There's too much we don't know about Crochet, which is the reason why I've been generally bearish about his ability to contribute across a six-month season at this stage in his career. If it's a specific critique of Crochet, it's only because of the forearm issue that bubbled up last October. The other doubts stem from the difficulty of the fast track. Chris Sale made it look like nothing, but Rodón and Carson Fulmer will tell you that it's really damned hard to figure out a final form on the fly. Now here's Crochet on the fastest track of anybody, with little collegiate experience, no time in the minors, and suddenly a midseason rule change to complicate things further.

It's a little unfair to single out Crochet when Aaron Bummer followed him with his own brand of inconsistency, Evan Marshall and Codi Heuer have both faltered on and off from the right side, Matt Foster can't rediscover even his mid-innings usefulness from last year, and Michael Kopech is eligible for the White Sox's class-action lawsuit against their hamstring manufacturer.

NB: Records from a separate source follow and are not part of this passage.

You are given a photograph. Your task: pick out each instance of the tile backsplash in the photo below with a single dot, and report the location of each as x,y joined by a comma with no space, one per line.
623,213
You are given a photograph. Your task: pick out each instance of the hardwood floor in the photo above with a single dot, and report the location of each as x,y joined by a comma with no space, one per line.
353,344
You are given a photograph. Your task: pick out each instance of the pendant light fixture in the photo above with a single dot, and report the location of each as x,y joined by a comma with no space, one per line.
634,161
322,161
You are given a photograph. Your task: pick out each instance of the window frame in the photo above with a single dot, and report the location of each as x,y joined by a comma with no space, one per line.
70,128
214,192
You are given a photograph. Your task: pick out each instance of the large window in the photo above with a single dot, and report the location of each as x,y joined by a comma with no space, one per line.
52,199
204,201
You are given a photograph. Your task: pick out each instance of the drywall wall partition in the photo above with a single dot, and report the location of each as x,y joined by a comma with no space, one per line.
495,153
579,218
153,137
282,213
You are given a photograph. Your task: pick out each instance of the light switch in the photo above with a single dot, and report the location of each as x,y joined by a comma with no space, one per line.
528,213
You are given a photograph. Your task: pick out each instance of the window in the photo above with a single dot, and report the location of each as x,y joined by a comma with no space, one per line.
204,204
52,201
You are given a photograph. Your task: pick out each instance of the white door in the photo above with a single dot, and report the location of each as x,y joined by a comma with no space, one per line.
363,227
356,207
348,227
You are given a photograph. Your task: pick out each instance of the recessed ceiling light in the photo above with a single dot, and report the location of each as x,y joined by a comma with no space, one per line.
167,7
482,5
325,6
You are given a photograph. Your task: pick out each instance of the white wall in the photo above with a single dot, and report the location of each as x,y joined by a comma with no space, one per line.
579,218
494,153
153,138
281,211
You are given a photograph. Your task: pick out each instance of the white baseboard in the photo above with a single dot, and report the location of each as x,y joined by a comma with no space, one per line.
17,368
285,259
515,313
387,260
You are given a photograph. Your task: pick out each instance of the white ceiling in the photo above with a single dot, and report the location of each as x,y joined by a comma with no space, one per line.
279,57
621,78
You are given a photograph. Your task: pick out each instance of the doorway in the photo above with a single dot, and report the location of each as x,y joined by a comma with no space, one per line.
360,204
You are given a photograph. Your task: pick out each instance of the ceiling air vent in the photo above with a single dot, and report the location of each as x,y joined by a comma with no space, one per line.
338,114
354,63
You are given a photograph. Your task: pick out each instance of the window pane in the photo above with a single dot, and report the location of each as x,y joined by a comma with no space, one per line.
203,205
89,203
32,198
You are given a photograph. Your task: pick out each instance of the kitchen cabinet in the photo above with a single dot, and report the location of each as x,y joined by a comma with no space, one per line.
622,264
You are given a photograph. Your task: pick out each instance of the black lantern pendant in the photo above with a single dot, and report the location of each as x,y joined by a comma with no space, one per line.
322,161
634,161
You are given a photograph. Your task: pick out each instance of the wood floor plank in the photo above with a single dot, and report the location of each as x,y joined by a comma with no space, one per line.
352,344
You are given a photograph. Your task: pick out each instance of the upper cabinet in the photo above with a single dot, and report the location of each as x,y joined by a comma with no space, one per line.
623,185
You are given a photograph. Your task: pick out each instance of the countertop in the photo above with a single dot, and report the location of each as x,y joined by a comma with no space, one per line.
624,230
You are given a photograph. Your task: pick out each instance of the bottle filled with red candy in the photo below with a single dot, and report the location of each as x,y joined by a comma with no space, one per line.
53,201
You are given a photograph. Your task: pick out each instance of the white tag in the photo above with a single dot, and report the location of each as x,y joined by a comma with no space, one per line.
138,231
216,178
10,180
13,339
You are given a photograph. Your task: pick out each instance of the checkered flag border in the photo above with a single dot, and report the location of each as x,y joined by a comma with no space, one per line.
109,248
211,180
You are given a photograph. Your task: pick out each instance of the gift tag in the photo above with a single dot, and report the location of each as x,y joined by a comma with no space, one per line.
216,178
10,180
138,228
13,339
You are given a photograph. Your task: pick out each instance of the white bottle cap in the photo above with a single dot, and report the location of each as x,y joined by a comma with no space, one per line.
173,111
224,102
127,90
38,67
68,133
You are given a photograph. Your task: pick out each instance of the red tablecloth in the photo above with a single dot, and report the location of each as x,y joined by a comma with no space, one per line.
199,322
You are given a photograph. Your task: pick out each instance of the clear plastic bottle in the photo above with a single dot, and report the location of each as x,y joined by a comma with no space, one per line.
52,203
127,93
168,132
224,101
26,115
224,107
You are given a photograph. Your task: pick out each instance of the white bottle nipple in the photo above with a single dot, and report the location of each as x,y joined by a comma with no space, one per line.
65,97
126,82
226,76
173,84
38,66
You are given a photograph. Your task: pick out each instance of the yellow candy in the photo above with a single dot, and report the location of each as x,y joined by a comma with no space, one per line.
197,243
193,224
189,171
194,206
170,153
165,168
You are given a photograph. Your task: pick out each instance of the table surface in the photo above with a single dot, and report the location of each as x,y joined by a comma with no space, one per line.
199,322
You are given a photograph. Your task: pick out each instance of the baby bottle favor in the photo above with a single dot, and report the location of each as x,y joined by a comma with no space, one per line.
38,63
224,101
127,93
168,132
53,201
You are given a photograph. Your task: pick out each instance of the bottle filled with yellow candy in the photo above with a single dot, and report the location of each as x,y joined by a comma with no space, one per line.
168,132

Crochet only draws attention because his final form remains undetermined. Four of the five pitchers in the above paragraph are relief-only. Crochet might be, too, but when the White Sox chose this fate this soon, it's because they imagined that triple-digit sensation from 2020. In his current form, Baseball Savant's automatically generated list of comparable players includes 2021 Ross Detwiler. Crochet's limited sample makes it hard to take such a specific pull seriously, but if Crochet is now sitting 96 and failing to miss bats in the zone, it's probably worth taking any and all cues to reevaluate whether this is the future everybody wants for him.